Choć sezon na leśne skarby dopiero się zaczyna, już pierwsze jego dni pokazują, jak łatwo zbiory mogą zamienić się w tragedię dla przyrody. Wczoraj, dzięki czujności podleśniczego z leśnictwa Rudna, udało się w porę zauważyć pożar i zareagować – jednak straty są bolesne.

Spłonęło 0,30 ha młodego dębowego lasu – drzew, które leśnicy sadzili i pielęgnowali przez ostatnie 10 lat. To nie tylko hektary powierzchni leśnej – to ogrom pracy, czasu i troski, których nie da się odzyskać.
W akcji gaśniczej udział wzięły 4 jednostki Ochotniczej Straży Pożarnej i 2 zastępy Państwowej Straży Pożarnej. Zużyto aż 60 m³ wody, czyli 60 ton czystej wody pitnej, by ugasić każdy płomień i niedopuścić do rozprzestrzenienia się ognia.

Prawdopodobna przyczyna? Człowiek… Nieostrożnie rzucony niedopałek, ognisko rozpalone „na chwilę”, porzucona butelka lub szkło działające jak soczewka – wystarczy moment nieuwagi.

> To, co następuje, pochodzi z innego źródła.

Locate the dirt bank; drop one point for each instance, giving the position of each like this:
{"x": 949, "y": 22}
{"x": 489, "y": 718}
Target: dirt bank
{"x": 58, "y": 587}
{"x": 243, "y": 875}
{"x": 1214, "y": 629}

Dlatego apelujemy z całym przekonaniem:
Lasy nie podpala się sam!
Bądźmy odpowiedzialni. Las to nie tylko miejsce relaksu, ale także żywy ekosystem, który łatwo zniszczyć, a bardzo trudno odbudować.
Nie rozpalaj ognisk,
Nie pal papierosów,
Nie zostawiaj śmieci,
Zgłaszaj każde podejrzane zachowanie!
Tylko wspólnie możemy chronić nasze lasy – dla siebie, dla przyrody, dla przyszłych pokoleń.